The personal operating environment has always been more of a marketing fantasy than a reality. Even now, when it's possible to stick so many pieces of your digital life in the cloud you can almost reassemble (though not in usable fashion) all the resources you have at your desk, "the cloud" is a more concrete reality than the personal operating environment.
The potential – and I'll try to avoid the superlatives and automagicality of the software-vendor imaginarium in describing this because I can actually see it happening for the first time – is that all the virtualization and connectivity built into Windows 8, added to the gradual consolidation of the core functions of Windows into code that can run devices other than just a PC, will convert what most people think of as "their computer" into a virtual environment they can take with them anywhere.
Cut Windows loose from the hardware
The most basic addition is the inclusion of the Hyper-V hypervisor in Windows 8 along with native support for the VHD virtual-desktop standard and ISO files that can load as software rather than only from a CD/DVD drive.
Initially the only thing that will accomplish is to make it easier to run Citrix XenDesktop within organizations that don't want to buy the client software.

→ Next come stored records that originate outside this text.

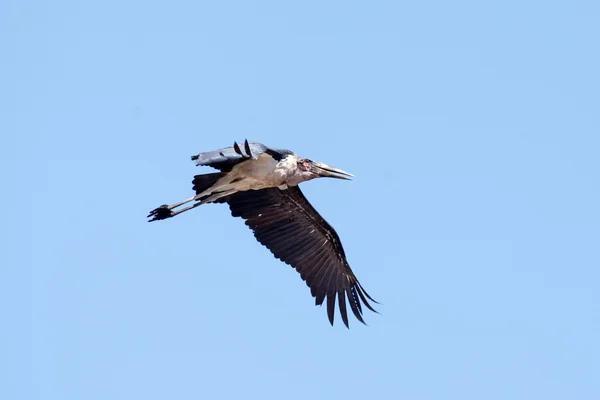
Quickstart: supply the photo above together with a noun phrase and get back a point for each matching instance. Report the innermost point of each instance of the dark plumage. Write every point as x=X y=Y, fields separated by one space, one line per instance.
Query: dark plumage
x=260 y=186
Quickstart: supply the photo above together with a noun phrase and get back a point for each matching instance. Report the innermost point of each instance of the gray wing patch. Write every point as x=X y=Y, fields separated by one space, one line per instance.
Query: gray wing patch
x=225 y=159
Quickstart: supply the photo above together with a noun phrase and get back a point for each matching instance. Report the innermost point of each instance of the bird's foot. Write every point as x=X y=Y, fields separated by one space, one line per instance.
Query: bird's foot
x=162 y=212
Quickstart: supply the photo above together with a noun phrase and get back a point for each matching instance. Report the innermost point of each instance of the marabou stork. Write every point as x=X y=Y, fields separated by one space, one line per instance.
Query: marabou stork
x=260 y=184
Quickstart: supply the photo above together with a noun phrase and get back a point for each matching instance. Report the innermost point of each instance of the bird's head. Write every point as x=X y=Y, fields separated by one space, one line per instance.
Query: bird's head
x=309 y=169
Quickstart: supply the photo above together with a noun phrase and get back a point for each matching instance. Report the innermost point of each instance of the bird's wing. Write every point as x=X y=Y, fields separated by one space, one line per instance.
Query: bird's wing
x=286 y=223
x=225 y=159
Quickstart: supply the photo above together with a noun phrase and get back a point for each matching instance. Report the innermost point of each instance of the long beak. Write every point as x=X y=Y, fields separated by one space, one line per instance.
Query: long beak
x=324 y=170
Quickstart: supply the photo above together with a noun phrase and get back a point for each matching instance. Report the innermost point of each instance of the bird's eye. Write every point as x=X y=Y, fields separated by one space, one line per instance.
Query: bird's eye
x=304 y=164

It will also turn every Windows 8 machine into a good BYOC device because the hypervisor will make it possible for IT to create the same dual-personality for a PC that is possible with smartphones and tablets divided into one virtual machine for work and another for personal data, apps and other things users like to play with but that IT would never let into a secure environment.
Building a hypervisor into an operating system does something much more profound than just offer smarter disk partitioning: it severs the connection between the operating system and the machine on which it runs.
That means, not matter how much you cram into your laptop – your schedule and data and contacts and every other thing you can't fit in your head anymore – it's not the laptop that's important. It's the data and the method you rely on to find and use the data.
The operating system that talks to the hardware doesn't even have to be the same one users take with them in their personal operating environment.
Changing the "operating system" to talk to users, not hardware
Traditionally the first job of an operating system was to talk to the hardware: tell the hard drive what to store and where, divide the memory among the applications, tell the WiFi radio what access points it can talk to and which it can't.